Die Situation ist immer die gleiche, verstandesmäßige:
aufwachen, waschen, anziehen, arbeiten, sich mit der
Arbeit einlassen, nicht verzweifeln, den Versuch machen,
nicht zu verzweifeln, wir akzeptieren! Wir dürfen nicht
nachlassen in unserer Intensität!

(Thomas Bernhard, Korrektur)

Im Widerspruch zum Vorsatz, ein kurzes und intensives Leben zu führen, steht der absurde Brauch, sich zweimal täglich die Zähne zu putzen. Der unvermeidliche Umgang mit Menschen gebietet schließlich ein angemessenes Maß an Zahnhygiene.
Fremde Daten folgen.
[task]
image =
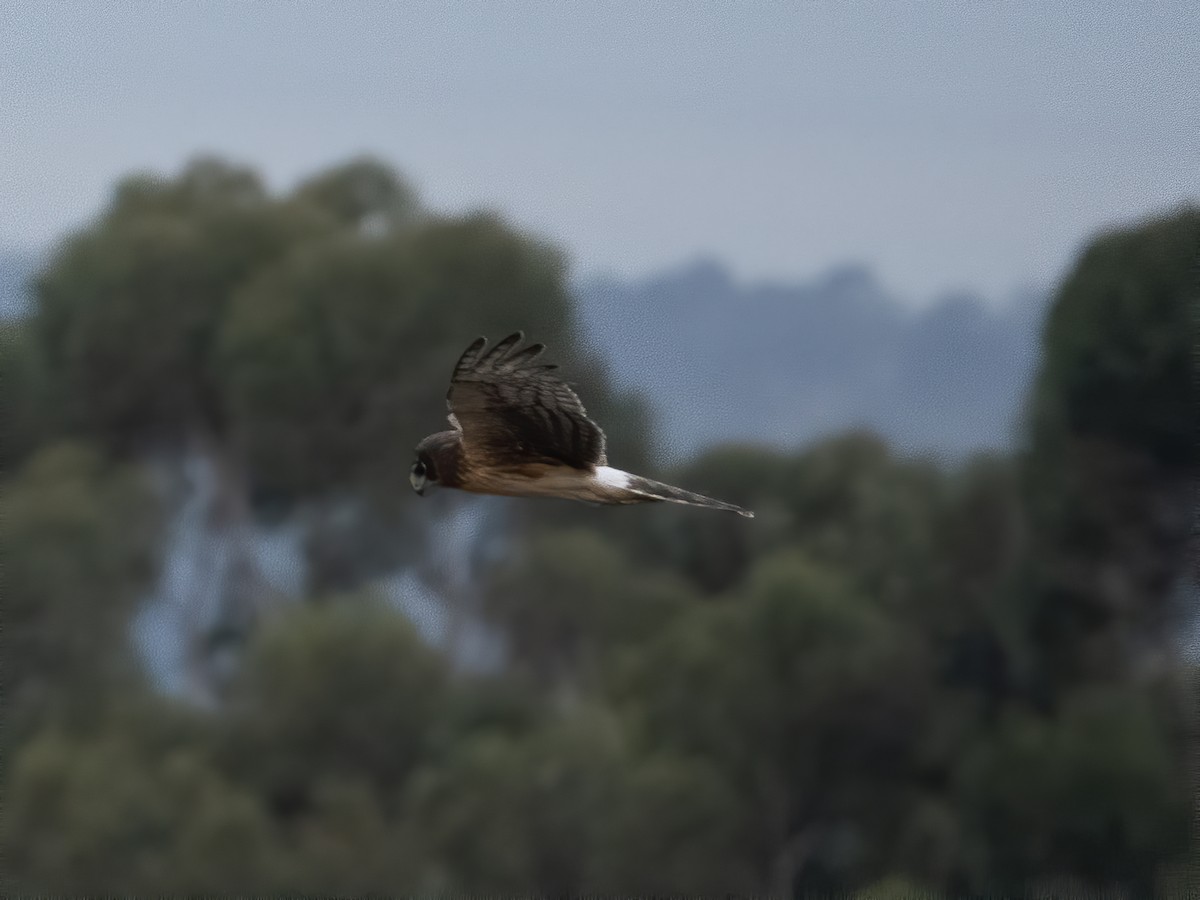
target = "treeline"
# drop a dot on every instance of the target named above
(897, 679)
Doch ist dies vielmehr eine vorgeschobene Rechtfertigung unseres Handelns: Tatsächlich fürchten wir uns vor einem uns selbst unnötig zugefügten Schmerz und dem dann kommenden bohrenden Dentisten. Wir gehen davon aus, dass unser ursprünglich gefasster Vorsatz, ein kurzes und intensives Leben zu führen, nicht einzuhalten ist, weil naturgemäß alles immerzu weitermacht, und lassen die Bürste regelmäßig kreisen.